While .1% may not seem like a very high percentage, it translates to about 72,501 children. Which is just too high for me. I am a Worried Wilma, Paranoid Patty, a Worst-case Whitney if you will. I don’t live in a bubble, and I try not to force it upon my children, but I do what is within my power to keep my mind at ease by being prepared. For example, I often wear my 2-year-old daughter because A. it’s easier than chasing her around and 2. because she’s always within arm’s reach of me and the alarming rates of kidnappings and children forced into trafficking scares the chocolate custard out of me.
After losing my father my junior year of high school, I was constantly worried about what would happen if I were to lose my mom as well. And while I was sure my parents had that sorted out, as parents we need to make sure our kids are set.
While driving to Greenville, sans kids, a few weekends back to celebrate our anniversary, the hubs and I were on a roll with adult conversation. I mean we talked nearly the whole drive without any break and most importantly without an interruption from a child demanding attention or declaring boredom. The range of topics we spoke about was as vague as the Grand Canyon is wide.
Eventually, I steered the conversation to our will – because what’s more romantic then talking about who gets all your things when you kick the bucket?! We joked about which unsuspecting victims we could will our debts to (that’s how that works right?). Who would get our recently purchased grill? Among many other important things.
Then I brought up our children, the real reason I wanted to have the conversation in the first place. Our three beautiful children. Because we are not religious, our children do not have godparents who were carefully chosen to take our place. We had put off this conversation of who would we trust with the responsibility of raising them if we were rendered unable to do so. Who would hold the same values we did? And most importantly, who would love them as their own?
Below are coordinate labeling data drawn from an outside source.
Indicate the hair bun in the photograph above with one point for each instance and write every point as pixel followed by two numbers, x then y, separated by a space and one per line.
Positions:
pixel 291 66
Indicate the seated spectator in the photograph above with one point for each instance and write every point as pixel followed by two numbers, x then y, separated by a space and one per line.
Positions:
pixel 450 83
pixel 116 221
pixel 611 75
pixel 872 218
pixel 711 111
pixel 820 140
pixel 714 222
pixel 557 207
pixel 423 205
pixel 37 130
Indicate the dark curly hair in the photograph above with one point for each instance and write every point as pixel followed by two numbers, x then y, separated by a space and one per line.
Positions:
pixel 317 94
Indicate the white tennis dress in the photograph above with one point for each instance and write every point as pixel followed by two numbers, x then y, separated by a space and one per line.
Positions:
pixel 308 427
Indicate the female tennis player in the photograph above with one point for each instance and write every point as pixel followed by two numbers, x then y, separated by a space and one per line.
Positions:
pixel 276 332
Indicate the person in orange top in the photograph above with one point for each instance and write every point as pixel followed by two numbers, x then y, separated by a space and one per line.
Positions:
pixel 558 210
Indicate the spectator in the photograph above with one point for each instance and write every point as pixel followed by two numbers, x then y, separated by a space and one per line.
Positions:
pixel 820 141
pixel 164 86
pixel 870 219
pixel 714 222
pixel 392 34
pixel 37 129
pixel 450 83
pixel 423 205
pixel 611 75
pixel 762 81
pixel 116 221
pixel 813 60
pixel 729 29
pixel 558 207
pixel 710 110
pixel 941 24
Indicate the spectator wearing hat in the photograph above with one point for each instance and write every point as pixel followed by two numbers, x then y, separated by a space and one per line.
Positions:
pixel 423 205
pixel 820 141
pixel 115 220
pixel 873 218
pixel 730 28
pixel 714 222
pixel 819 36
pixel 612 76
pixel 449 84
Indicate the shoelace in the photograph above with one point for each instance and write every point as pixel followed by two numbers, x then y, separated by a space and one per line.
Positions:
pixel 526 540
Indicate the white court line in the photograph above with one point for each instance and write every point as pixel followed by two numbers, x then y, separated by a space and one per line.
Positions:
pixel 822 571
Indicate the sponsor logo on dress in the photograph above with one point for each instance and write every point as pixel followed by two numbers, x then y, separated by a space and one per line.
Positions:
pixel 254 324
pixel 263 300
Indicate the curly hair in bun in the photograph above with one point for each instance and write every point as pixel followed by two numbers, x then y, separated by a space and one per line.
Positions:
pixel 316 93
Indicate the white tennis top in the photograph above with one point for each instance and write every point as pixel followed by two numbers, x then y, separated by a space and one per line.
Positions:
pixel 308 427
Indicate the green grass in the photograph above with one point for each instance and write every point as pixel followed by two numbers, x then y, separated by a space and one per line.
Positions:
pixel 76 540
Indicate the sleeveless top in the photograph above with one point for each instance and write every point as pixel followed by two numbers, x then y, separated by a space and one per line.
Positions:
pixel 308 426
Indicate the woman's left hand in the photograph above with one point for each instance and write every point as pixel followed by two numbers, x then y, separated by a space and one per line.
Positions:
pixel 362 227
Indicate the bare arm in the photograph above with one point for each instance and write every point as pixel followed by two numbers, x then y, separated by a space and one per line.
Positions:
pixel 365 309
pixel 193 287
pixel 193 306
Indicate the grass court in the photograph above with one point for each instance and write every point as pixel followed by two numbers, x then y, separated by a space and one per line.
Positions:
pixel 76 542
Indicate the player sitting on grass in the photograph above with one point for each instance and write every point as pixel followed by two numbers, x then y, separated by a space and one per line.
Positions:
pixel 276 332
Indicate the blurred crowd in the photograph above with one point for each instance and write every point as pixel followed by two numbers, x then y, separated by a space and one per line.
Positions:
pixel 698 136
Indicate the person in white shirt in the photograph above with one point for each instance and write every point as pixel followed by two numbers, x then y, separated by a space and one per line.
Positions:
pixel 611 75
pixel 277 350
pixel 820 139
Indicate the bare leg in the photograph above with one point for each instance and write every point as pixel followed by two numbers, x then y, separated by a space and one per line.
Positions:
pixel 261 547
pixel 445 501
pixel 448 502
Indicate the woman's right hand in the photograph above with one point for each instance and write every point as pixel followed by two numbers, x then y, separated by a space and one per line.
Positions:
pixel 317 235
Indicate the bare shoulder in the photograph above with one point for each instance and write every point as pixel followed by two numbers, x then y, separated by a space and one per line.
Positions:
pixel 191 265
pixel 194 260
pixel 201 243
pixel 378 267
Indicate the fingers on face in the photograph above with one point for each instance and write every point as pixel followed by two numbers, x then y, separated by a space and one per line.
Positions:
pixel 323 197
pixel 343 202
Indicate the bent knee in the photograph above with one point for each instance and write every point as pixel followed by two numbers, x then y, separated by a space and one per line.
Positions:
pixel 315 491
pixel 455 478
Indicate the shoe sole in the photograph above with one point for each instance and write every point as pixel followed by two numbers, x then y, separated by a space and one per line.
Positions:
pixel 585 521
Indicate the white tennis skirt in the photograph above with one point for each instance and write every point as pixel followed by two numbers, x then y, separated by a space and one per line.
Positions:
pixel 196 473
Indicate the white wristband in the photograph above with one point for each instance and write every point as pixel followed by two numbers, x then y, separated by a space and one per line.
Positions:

It’s almost like we’re married or something, because we agreed in a matter of seconds what attributes we were thinking of;
- Loving. We aren’t talking about marriage here. We are talking about the ability to show love and affection appropriately to those in your life. We were not married when our oldest was born, and do not believe that marriage is a requirement for a happy or complete family.
- Stable. The ability to be reliable in a magnitude of areas.
- Drive. An inner fire that fuels you to do more, and do better. Be your best self.
- Shared values. From which road to take when teaching life lessons, to when it’s appropriate to bribe to get someone to sleep in heir own bed.
It took far too long for this conversation to happen in our house and I am able to put Worst-case Whitney to bed.